As you can see the new one has colors I do not want so I will bring it to my "powder painter" to sandblast and paint satin black. This should be right on to the orginal color. When done I will transfer everything from the old one to the new one. The only thing I will add
is a 100 Ohm resister to the circuit to reduce the brightness/heat of the lamps as this will be a display only item; on all the time. Good bodies are hard to find because the originals
melted the body due to the heat. Very bad design by AC Gilbert on this. Very similiar to 
"Sam" the semephore as there is no area for "displacement of heat" from the bulb. Comments alway welcome--Larry:smilie_daumenneg:


----------



## Kwikster (Feb 22, 2012)

Perhaps you could upgrade to LED's as the produce no heat and will last a long, long time. They make direct fit replacements, no wiring changes needed if you're running a DC power source. Some do come ready to install for AC applications as well.

Carl


----------



## llskis (Apr 11, 2013)

Kwikster said:


> Perhaps you could upgrade to LED's as the produce no heat and will last a long, long time. They make direct fit replacements, no wiring changes needed if you're running a DC power source. Some do come ready to install for AC applications as well.
> 
> Carl


Carl: Thanks for the idea; but "been there;tried that" and really don't like the results.
Why? I found that the LED bulbs give off a different color light output; it's more of a white
type of color. The old bulbs give off a more yellowish color. Larry


----------



## Big Ed (Jun 16, 2009)

Can you line it with tin foil to deflect the heat?
Don't they sell a soft white LED?

Put a switch on the light so you can turn it on and off?

It is a handsome paint scheme, shame you will only display it instead of running it.


----------



## llskis (Apr 11, 2013)

big ed said:


> Can you line it with tin foil to deflect the heat?
> Don't they sell a soft white LED?
> 
> Put a switch on the light so you can turn it on and off?
> ...


big ed: Thanks for the comments. Really don't want to go to the tin foil route; just not
right way to do it.
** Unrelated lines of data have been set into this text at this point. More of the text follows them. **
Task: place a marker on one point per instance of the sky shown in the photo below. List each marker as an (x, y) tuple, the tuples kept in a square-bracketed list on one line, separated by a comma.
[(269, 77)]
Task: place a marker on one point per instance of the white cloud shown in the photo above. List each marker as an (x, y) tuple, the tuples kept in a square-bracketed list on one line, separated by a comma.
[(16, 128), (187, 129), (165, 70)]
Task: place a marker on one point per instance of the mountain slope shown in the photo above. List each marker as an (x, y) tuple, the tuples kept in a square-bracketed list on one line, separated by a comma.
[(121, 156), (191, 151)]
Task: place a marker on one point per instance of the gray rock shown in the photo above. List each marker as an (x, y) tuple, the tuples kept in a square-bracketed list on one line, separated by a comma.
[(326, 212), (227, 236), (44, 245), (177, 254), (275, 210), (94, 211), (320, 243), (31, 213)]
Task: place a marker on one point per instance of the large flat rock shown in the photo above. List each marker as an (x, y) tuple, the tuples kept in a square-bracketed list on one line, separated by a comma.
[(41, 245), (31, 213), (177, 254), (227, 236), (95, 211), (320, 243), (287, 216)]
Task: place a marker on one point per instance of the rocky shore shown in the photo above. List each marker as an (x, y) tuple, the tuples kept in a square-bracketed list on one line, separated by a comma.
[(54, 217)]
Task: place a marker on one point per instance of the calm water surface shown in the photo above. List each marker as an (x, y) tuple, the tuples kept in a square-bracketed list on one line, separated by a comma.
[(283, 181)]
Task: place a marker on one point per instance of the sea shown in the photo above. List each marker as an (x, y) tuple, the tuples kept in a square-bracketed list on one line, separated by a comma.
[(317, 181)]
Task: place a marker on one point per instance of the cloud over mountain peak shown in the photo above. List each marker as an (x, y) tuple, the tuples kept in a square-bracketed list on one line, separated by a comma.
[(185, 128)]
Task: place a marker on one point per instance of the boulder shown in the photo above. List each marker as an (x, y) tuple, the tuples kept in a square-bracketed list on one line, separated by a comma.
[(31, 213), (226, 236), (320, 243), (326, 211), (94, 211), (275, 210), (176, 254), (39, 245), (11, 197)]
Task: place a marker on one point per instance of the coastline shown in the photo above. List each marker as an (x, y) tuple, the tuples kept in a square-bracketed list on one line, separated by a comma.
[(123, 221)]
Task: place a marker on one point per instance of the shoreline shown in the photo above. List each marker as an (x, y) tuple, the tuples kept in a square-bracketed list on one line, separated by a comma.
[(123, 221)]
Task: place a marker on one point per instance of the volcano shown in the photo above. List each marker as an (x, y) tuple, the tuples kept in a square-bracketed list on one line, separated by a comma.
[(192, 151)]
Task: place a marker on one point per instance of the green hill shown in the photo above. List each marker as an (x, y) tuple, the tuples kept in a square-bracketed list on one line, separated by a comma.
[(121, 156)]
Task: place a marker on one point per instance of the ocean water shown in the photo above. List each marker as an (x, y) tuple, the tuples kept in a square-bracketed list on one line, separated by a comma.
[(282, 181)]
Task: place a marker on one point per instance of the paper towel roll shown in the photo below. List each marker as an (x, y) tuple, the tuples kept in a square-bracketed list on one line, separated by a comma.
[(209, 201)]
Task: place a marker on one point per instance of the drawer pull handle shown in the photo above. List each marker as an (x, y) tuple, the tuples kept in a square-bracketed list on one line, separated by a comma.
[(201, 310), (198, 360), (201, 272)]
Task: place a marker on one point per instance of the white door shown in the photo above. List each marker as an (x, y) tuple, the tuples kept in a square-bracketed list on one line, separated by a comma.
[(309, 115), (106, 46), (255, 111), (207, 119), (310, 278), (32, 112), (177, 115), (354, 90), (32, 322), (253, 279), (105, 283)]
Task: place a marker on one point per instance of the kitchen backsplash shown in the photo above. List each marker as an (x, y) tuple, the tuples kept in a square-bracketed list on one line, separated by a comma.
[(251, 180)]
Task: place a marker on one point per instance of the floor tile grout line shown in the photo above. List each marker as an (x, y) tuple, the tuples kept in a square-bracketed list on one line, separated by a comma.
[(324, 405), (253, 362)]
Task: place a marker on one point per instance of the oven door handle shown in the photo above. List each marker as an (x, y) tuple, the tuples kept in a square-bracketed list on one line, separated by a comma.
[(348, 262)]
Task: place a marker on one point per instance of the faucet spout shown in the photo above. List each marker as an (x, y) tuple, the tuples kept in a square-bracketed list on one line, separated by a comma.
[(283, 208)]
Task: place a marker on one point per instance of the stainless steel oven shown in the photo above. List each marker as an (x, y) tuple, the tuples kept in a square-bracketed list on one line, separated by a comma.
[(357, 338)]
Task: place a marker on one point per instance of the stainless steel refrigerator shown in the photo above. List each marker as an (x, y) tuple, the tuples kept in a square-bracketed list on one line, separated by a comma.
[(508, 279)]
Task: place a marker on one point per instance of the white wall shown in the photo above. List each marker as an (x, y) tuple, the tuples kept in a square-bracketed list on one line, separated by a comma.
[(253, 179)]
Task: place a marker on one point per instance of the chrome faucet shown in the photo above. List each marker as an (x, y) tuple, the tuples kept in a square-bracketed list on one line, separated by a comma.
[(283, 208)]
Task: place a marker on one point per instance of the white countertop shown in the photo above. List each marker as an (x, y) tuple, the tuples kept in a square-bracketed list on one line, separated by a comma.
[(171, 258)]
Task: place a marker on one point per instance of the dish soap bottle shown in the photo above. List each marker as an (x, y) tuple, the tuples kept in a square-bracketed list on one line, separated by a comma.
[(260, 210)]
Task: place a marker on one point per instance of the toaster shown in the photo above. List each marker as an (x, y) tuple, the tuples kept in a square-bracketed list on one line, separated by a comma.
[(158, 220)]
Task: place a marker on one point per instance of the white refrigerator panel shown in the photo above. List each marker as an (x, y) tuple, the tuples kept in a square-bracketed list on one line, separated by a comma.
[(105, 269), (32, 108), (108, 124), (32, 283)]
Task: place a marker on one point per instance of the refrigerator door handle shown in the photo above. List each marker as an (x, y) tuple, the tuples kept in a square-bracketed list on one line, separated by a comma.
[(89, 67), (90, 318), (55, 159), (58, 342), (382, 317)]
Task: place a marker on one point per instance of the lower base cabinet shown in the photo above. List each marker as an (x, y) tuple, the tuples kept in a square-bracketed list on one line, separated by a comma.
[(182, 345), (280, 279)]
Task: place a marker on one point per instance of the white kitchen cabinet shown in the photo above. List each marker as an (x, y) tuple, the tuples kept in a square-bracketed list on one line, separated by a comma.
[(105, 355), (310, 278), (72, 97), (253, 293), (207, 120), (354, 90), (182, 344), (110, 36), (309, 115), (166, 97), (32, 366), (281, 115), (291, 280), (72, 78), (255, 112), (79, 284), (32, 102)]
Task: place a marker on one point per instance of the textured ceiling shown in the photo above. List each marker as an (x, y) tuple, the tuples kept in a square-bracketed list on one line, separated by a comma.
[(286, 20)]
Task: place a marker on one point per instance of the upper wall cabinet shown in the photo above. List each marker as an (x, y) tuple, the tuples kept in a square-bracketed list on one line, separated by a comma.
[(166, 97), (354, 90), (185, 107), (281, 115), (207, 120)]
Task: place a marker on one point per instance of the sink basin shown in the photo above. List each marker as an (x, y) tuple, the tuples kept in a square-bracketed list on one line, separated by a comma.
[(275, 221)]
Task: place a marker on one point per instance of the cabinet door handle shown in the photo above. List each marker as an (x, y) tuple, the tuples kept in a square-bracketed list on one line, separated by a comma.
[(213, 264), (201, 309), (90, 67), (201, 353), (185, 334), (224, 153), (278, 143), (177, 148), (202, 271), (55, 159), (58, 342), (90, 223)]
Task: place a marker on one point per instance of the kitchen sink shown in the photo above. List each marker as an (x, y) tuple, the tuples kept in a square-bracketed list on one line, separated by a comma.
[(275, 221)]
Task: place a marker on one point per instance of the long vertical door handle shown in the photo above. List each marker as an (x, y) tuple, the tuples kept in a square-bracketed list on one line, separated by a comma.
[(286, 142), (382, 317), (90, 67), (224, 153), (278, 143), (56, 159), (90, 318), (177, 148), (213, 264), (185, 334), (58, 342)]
The display itself has a power switch so no need to add more. Yes a
very handsome paint scheme; something about those combinations of colors. Don't have
the room for a nice display but may get one of those "All Aboard" sets just to have a live
test track available. Will add the resistor(can always be take out if needed).Larry


----------



## llskis (Apr 11, 2013)

My bad: Just realized I listing the wrong number for my project. Please excuse the
mistake: It should be 374 instead of 974. Will give you update when frame gets back.
Larry


----------



## Nuttin But Flyer (Dec 19, 2011)

Yes, I expected to see an unloading box car - hey, none of us is perfect. And I have sausage fingers when typing.....


----------